Les joueurs de la LNH ont finalement choisi de ne pas rouvrir la convention collective. Cette décision du syndicat n’est pas surprenante. En 2012 (photo), un conflit de travail les avait empêchés de disputer une saison complète.

Pareil, mais différent

CHRONIQUE / Heureusement, la menace d’un nouveau conflit de travail paralysant les activités de la Ligue nationale de hockey aura duré quelques heures, à peine.

L’Association des joueurs a vraiment pris la bonne décision, en optant pour la paix et la stabilité jusqu’en 2022.

Le temps est à la collaboration, pas à l’affrontement.

Le spectre d’un – autre – conflit de travail peut donner aux partisans une mauvaise impression de déjà-vu.

En réalité, beaucoup de choses ont changé depuis le dernier lock-out, celui qui a paralysé les activités de la ligue pendant un peu plus de trois mois, à l’automne 2012.

La façon de suivre le hockey a changé.

Une douzaine de mois après la résolution de ce conflit, les entreprises de télécommunications Rogers et Québecor ont signé un lourd contrat de 5,2 milliards $ pour décrocher les droits de télédiffusion nationaux de la LNH au Canada.

Ce contrat devait faire le bonheur de la ligue, comme celui des diffuseurs.

Six ans plus tard, les revenus des câblodistributeurs sont en baisse.

Le printemps dernier, lors d’une campagne très publique, Pierre-Karl Péladeau a remis en doute la survie de sa chaîne spécialisée TVA Sports.

Les actionnaires de contrôle de Rogers ont été plus discrets. Ils ont néanmoins envoyé des signaux inquiétants, quelques mois plus tard, en se libérant des contrats de deux commentateurs vedettes, Nick Kypreos et Doug MacLean.

Les partisans canadiens ont vite pardonné la LNH et ses joueurs pour les deux conflits de travail des années 2000. Ils ont continué à regarder les matches à la télévision. Ils ont continué à remplir les arénas.

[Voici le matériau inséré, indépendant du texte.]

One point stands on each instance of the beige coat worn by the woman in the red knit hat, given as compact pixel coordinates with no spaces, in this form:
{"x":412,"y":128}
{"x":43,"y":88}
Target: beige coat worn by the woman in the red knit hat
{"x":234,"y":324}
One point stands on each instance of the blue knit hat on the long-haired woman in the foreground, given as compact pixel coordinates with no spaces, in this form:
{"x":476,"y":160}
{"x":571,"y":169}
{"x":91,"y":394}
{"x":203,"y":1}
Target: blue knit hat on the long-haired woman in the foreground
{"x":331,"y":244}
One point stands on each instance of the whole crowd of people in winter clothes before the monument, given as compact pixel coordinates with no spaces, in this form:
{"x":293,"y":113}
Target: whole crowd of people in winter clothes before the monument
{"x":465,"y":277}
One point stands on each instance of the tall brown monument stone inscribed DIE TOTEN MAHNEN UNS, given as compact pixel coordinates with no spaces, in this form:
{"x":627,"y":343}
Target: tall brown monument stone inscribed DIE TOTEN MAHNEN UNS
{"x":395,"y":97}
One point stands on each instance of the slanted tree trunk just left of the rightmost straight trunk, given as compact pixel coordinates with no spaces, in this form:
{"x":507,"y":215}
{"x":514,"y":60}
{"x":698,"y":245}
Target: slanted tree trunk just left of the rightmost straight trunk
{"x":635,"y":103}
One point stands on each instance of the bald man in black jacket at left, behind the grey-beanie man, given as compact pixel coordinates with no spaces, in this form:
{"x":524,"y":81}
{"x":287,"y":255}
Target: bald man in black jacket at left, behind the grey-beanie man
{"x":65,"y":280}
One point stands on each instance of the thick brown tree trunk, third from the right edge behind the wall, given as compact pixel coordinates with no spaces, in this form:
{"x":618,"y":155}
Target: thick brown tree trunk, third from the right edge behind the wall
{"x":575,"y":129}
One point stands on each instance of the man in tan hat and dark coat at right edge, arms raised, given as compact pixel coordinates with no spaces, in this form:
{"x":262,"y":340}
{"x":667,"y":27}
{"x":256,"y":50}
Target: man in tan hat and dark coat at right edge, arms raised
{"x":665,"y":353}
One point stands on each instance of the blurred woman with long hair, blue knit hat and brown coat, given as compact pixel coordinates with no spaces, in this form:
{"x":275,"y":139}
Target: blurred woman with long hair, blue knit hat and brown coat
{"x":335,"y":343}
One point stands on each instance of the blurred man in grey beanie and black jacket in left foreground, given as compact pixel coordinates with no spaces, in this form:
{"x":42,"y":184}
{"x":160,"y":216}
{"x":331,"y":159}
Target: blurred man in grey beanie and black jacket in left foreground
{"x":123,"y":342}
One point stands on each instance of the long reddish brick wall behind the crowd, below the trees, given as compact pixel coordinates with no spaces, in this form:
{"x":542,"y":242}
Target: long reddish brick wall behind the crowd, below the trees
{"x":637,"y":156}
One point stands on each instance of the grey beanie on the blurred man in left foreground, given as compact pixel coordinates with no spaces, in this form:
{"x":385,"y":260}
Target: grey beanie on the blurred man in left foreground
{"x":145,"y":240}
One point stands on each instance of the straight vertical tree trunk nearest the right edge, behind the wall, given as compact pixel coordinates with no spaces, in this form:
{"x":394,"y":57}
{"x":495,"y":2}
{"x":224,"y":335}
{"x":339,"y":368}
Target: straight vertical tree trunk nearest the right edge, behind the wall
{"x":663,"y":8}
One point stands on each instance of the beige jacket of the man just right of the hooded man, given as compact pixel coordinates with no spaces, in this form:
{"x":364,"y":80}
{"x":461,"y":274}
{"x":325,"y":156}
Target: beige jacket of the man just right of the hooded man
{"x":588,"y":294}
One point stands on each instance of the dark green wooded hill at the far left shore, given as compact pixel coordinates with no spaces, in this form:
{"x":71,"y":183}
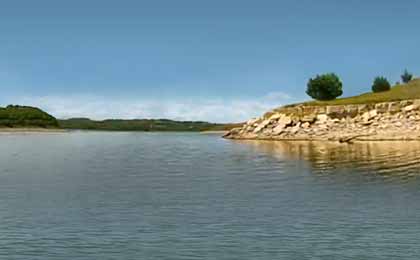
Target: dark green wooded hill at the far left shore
{"x":23,"y":116}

On vous répète que le Canada était un pays différent.

En 2013, le hockey était de loin, le sport favori au pays.

C’est sans doute encore le cas, mais l’écart n’est plus aussi grand.

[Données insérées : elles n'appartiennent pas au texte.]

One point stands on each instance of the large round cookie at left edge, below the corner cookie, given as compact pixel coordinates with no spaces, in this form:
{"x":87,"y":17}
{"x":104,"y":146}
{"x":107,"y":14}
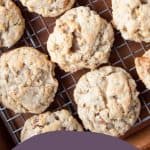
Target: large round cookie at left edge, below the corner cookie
{"x":27,"y":82}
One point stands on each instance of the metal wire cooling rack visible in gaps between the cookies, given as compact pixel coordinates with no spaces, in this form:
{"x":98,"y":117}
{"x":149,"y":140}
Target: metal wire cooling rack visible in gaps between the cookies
{"x":123,"y":54}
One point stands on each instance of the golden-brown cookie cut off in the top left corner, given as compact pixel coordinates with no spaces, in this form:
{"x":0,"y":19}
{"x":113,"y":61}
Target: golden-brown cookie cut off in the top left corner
{"x":12,"y":24}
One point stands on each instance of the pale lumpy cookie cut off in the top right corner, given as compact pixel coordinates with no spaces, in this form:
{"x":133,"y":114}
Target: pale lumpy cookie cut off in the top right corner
{"x":132,"y":18}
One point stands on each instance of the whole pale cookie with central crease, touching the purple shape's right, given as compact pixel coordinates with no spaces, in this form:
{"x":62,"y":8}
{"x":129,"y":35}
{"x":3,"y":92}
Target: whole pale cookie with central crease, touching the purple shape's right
{"x":107,"y":101}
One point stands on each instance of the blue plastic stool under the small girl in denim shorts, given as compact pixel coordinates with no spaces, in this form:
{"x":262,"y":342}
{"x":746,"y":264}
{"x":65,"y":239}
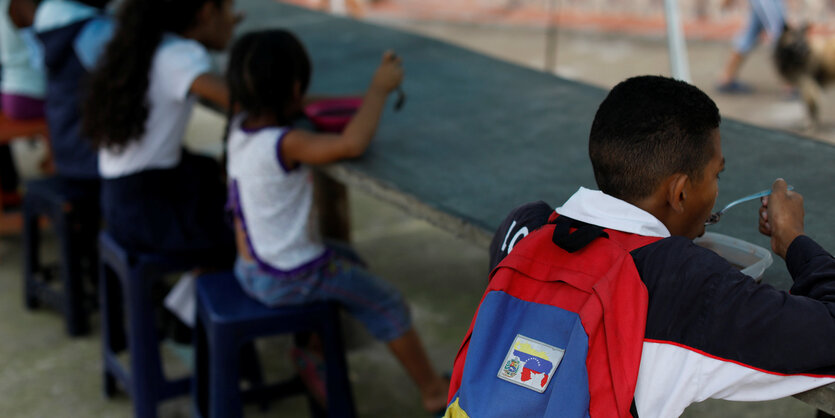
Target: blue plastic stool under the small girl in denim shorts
{"x":228,"y":319}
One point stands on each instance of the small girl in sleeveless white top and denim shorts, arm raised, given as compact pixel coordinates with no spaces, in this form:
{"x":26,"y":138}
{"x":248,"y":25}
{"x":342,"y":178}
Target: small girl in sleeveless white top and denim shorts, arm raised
{"x":281,"y":257}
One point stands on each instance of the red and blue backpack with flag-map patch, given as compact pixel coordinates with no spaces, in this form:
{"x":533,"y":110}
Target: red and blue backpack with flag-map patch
{"x":559,"y":330}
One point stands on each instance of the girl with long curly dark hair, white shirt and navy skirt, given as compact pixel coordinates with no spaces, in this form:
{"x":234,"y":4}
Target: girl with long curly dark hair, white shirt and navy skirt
{"x":155,"y":196}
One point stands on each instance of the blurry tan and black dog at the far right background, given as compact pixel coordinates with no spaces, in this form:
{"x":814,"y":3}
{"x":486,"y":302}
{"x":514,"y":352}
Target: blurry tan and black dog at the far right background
{"x":807,"y":63}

Des milliers de personnes se sont rassemblées dans toutes les grandes villes du pays, au printemps dernier, pour assister à des matches éliminatoires de la NBA. Les dirigeants de Maple Leaf Sports and Entertainment (MLSE) ont senti monter cette passion pour leur équipe de basket-ball. Certains ont prédit depuis plusieurs années que les Raptors finiraient par devenir plus populaires que les Maple Leafs dans la Ville-Reine.

Pas plus tard que la semaine dernière, 7,4 millions de Canadiens ont suivi la finale féminine du US Open de tennis, sur les ondes de RDS et TSN.

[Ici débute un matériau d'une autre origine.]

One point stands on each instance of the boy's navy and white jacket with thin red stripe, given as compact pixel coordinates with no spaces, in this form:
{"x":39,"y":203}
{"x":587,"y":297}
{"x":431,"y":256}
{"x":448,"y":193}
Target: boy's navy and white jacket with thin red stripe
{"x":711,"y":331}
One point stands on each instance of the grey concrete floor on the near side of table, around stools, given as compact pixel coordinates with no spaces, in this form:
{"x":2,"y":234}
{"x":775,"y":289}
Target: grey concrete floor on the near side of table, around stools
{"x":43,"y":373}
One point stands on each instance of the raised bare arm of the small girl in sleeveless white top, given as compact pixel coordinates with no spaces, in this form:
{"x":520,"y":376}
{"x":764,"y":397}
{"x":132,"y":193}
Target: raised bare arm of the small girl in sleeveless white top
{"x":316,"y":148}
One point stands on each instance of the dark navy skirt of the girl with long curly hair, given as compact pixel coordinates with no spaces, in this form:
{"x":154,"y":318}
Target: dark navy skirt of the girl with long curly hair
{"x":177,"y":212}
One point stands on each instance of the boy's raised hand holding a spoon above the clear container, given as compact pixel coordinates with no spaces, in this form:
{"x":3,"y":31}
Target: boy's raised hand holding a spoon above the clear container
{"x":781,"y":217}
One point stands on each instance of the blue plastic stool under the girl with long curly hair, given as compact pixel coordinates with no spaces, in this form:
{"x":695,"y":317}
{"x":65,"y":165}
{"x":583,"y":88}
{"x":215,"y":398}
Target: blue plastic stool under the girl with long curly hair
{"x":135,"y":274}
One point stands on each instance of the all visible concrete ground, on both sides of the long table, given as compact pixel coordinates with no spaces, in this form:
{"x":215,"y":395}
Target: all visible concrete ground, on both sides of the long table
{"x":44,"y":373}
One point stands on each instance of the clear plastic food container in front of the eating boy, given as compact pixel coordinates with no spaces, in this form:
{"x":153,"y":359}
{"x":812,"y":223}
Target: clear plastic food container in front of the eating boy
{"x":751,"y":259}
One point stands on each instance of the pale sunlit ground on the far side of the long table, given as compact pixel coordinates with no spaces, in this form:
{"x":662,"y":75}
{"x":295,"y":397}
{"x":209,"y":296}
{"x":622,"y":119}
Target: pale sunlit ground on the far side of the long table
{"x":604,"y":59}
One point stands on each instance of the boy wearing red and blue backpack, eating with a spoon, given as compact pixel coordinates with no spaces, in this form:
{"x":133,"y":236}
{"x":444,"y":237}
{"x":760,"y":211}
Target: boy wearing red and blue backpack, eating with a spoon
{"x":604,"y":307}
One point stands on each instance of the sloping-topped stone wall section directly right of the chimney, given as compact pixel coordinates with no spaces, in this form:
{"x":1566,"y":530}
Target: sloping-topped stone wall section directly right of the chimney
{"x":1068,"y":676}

Le soccer devrait continuer de gagner en popularité, aussi. Ça devrait culminer aux environs 2026, quand la Coupe du monde masculine de la FIFA sera présentée un peu partout sur le territoire nord-américain.

Pour continuer à prospérer, et ne pas trop perdre de terrain, les joueurs ont tout intérêt à continuer à vendre leur produit. Et le meilleur endroit pour gagner le coeur des fans, c’est sur la patinoire.

Ainsi donc, Mitch Marner a reçu deux offres hostiles durant les mois d’été.

Le jeune et dynamique attaquant a choisi de ne pas leur donner suite. Il tenait à poursuivre sa carrière dans sa région natale. Il devait bien se douter que les richissimes Leafs trouveraient une façon de le payer à sa juste valeur.

Cette nouvelle nous confirme néanmoins que les moeurs changent. Les directeurs généraux ne respectent plus les interdits d’autrefois.

On vous rappelle que les Sénateurs ont un an pour s’entendre avec Thomas Chabot.

S’ils ne parviennent pas à s’entendre avec leur meilleur joueur d’ici le 1er juillet prochain, il pourra également recevoir, étudier, rejeter ou accepter les offres des 30 autres organisations de la ligue.

Toute cette histoire sent mauvais.

Un casino du Connecticut aurait intenté une poursuite de plus de 900 000 $ US contre le propriétaire des Sénateurs, Eugene Melnyk.

Le Mohegan Sun prétend que M. Melnyk aurait négligé de payer une dette de jeu.

On ne sait pas exactement ce qui s’est passé, dans cette maison de jeu, en mars 2017. Les tribunaux se chargeront de démêler le vrai du faux.

En attendant, on va s’entendre pour un truc. Le fait que cette histoire ait été dévoilée publiquement n’aidera en rien les Sénateurs, dans leur quête pour regagner la confiance du public.